La première session ordinaire des Sessions confédérales des Parlements de l’Alliance des États du Sahel (AES) a pris fin samedi 29 août 2026 à Niamey. Pendant plusieurs jours, les députés du Burkina Faso, du Mali et du Niger ont planché sur des dossiers jugés essentiels à la consolidation de l’espace confédéral, notamment la libre circulation des personnes et des biens, la coopération policière et le financement durable des médias de l’AES.
Au terme des travaux, plusieurs recommandations ont été formulées. Elles doivent désormais être transmises au Collège des chefs d’État de la Confédération, auquel revient la décision de leur mise en œuvre.
Le président des Sessions confédérales, Dr Ousmane Bougouma, a salué des échanges « intenses et francs », menés, selon lui, dans le souci de défendre les intérêts des populations du Sahel.
Les députés confédéraux ont notamment examiné les mécanismes susceptibles de faciliter la circulation des personnes et des biens entre les trois pays, le renforcement de la coopération entre les forces de police ainsi que les moyens d’assurer la pérennité du financement des médias de l’AES.
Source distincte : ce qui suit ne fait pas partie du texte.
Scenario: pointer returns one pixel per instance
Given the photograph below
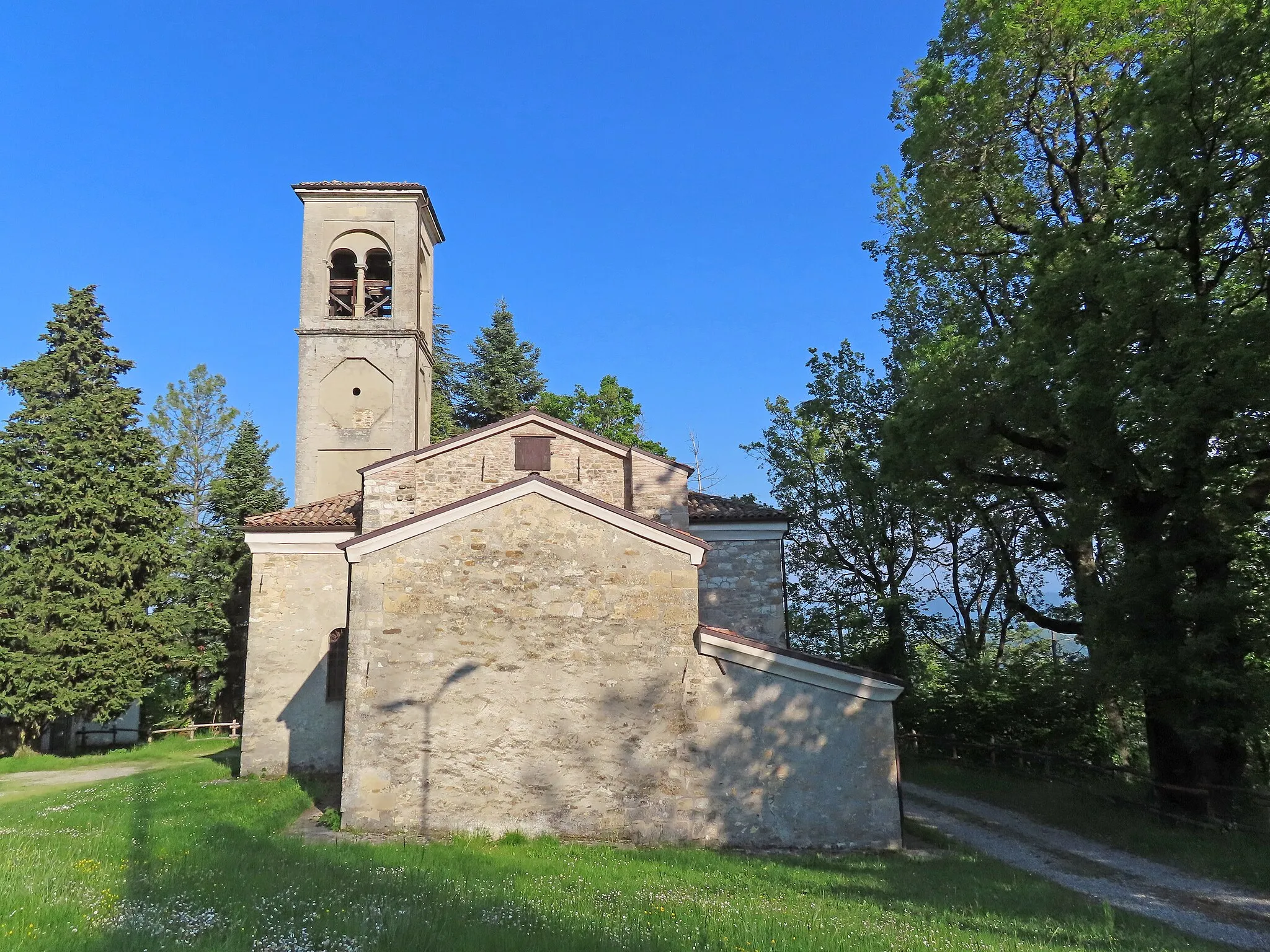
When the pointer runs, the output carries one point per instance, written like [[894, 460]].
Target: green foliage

Pour le président des Sessions confédérales, ces travaux constituent une étape dans la mise en place progressive des mécanismes parlementaires de la Confédération. Il a invité les députés à poursuivre les réflexions au sein de leurs commissions et à maintenir une attention constante sur les attentes et les réalités des populations.
Avec cette première session ordinaire, les députés confédéraux des trois États ont posé les bases d’un dialogue parlementaire régulier autour des enjeux communs de l’espace AES.
La prochaine étape sera de donner suite aux recommandations formulées et de poursuivre les travaux lors des prochaines sessions, avec l’ambition de renforcer la coopération entre les trois Parlements et de rapprocher davantage l’action parlementaire des préoccupations des populations.